Supporting one, four, eight, or 16 PCIe slots, the board allows the user to set independent capture parameters for each channel. An internal 16×4 analog crosspoint-video switch routes any combination of four input channels to external video monitors. Users can turn each of the four video outputs on or off, allowing the outputs of multiple cards to drive one monitor.

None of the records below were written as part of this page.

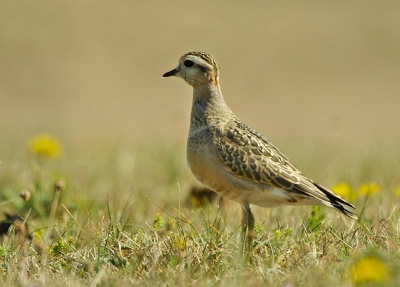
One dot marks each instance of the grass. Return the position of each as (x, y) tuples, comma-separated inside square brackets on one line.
[(115, 215)]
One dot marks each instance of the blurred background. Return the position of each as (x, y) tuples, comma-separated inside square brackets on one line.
[(325, 71)]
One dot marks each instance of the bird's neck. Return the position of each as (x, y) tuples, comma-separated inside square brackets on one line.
[(208, 105)]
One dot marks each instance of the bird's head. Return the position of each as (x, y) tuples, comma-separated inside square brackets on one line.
[(197, 69)]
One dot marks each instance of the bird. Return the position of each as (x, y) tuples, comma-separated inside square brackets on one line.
[(236, 161)]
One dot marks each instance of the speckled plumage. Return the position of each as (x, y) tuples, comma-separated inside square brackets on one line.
[(234, 160)]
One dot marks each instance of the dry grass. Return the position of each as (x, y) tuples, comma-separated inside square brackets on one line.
[(122, 219)]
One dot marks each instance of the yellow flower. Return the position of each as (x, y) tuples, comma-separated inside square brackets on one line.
[(369, 189), (369, 269), (45, 145), (344, 190), (398, 191)]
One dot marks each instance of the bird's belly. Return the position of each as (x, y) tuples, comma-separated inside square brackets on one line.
[(209, 171)]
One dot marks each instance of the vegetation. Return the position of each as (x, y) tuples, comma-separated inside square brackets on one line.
[(115, 215)]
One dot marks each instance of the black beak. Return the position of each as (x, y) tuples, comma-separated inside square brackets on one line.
[(170, 73)]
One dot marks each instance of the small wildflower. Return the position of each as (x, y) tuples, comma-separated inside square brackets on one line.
[(25, 195), (369, 189), (158, 221), (59, 185), (278, 233), (398, 191), (369, 269), (45, 145)]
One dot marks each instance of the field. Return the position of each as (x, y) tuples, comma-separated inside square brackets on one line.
[(92, 150), (122, 215)]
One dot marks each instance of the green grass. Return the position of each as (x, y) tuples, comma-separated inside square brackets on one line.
[(125, 218)]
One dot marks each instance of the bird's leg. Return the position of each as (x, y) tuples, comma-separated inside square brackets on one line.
[(221, 209), (247, 227), (221, 206)]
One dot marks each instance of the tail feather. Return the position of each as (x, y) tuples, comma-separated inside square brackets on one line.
[(338, 203)]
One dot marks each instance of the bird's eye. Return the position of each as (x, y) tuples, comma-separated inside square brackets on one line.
[(188, 63)]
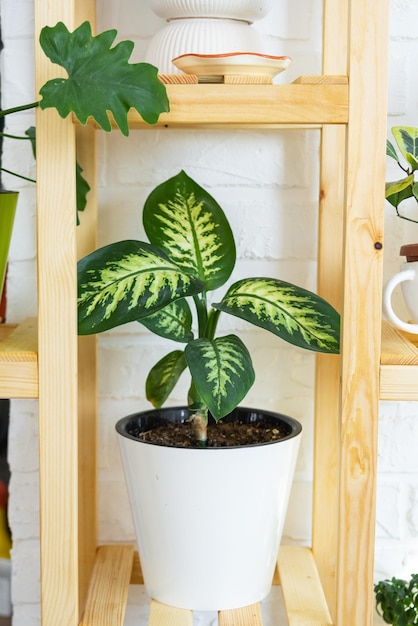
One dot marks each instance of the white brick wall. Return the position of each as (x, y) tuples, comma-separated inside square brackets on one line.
[(267, 183)]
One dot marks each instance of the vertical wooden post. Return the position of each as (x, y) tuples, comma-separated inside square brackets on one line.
[(57, 344), (362, 279), (330, 245), (67, 426), (87, 357)]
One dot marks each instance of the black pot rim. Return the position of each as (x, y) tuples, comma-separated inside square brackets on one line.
[(180, 413)]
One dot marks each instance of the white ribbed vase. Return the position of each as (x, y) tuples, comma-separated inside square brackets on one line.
[(247, 10), (204, 27)]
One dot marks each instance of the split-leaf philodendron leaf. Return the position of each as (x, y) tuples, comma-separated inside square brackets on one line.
[(100, 78)]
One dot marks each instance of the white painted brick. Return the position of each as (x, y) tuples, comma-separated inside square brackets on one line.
[(411, 518), (26, 614), (26, 572), (388, 511), (403, 19)]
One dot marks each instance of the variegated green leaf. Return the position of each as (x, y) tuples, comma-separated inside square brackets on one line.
[(174, 322), (290, 312), (407, 139), (163, 377), (222, 372), (390, 150), (126, 281), (399, 190), (184, 220)]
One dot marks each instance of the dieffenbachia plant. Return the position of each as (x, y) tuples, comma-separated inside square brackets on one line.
[(191, 251), (100, 80), (406, 138)]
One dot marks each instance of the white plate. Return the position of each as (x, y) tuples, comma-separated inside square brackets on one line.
[(212, 66)]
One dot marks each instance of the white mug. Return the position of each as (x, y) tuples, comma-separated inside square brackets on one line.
[(408, 279)]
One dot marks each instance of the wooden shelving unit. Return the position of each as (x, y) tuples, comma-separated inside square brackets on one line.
[(331, 582)]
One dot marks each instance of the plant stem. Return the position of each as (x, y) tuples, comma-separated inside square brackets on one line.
[(202, 313), (198, 416), (212, 323)]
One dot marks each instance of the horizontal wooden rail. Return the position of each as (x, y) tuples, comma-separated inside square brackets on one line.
[(310, 101), (117, 566), (19, 360), (302, 591), (399, 365)]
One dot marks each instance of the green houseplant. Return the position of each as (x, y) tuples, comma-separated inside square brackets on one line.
[(208, 519), (94, 66), (397, 600), (396, 192), (100, 81), (191, 252)]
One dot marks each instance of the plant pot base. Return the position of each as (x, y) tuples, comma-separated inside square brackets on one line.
[(208, 521)]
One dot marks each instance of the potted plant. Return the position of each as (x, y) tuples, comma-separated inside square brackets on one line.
[(397, 600), (197, 493), (397, 192)]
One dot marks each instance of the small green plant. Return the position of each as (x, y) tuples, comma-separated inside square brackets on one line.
[(191, 252), (100, 81), (406, 138), (397, 601)]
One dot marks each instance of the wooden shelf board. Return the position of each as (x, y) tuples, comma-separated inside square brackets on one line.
[(109, 585), (19, 360), (302, 590), (118, 566), (312, 101), (399, 365)]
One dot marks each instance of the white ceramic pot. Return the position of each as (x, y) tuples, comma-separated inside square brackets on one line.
[(248, 10), (408, 279), (208, 521), (200, 36)]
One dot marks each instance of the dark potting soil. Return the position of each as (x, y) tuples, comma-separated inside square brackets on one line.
[(220, 435)]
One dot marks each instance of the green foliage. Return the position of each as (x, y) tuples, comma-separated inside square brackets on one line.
[(100, 78), (192, 251), (406, 138), (397, 601), (127, 281), (292, 313), (184, 220), (222, 372)]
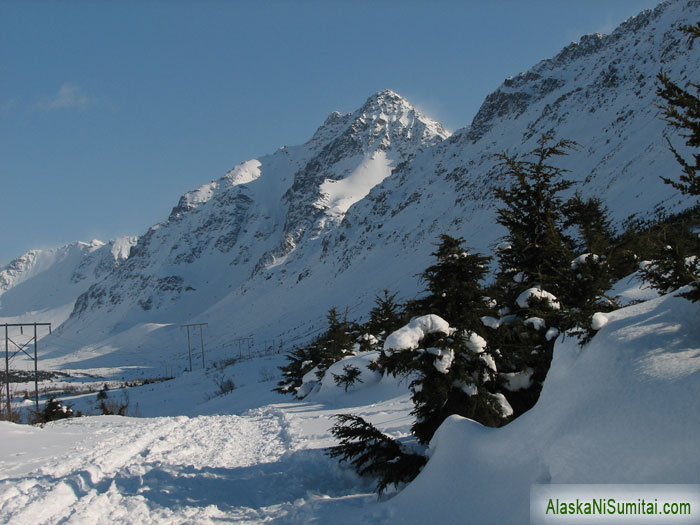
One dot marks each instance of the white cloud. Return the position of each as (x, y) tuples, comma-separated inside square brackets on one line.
[(69, 96)]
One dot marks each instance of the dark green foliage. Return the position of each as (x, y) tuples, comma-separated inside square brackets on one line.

The model 817 contains four identical VCPUs (video-capture and -processing units), each of which handles four input-video channels. Each VCPU employs a four-channel video decoder to convert analog video into digital and a DSP to capture digitized video and to handle various processing tasks, such as frame decimation, caption overlay, JPEG compression, and status reporting. Sensoray provides a software-development kit for the module that includes drivers and sample applications for Windows and Linux operating systems. The price for the model 817 starts at $705 (OEM quantities).

nate el bueno
09-07-2008, 10:44 AM
I think if If I played Doom2 on this computer I could get 480fps

Markel
09-07-2008, 03:26 PM
Frame grabbers are pretty specialized cards for image capture and analysis. (The systems I work with involve frame grabbers to capture images of parts that are being measured to very high accuracy - like down to less than .5 millionths of an inch.)

johnnymk
09-08-2008, 04:03 AM
Frame grabbers are pretty specialized cards for image capture and analysis. (The systems I work with involve frame grabbers to capture images of parts that are being measured to very high accuracy - like down to less than .5 millionths of an inch.)

For what purpose?

Markel
09-08-2008, 08:01 PM
For what purpose?
Measuring components, parts, circuit boards, etc. Many industries (electronics, medical, manufacturing, etc.). Some parts use machines that measure by contact (a precision probe trigger) to pick up the geometry of features of a part. The systems I work with use a magnified image (coupled with the coordinates of the stage holding the part) to create the coordinates and size of features. The standard machines have a resolution of .1 micron. The high precision ones have .01 micron resolution. (A human hair is about 100 microns in diameter.)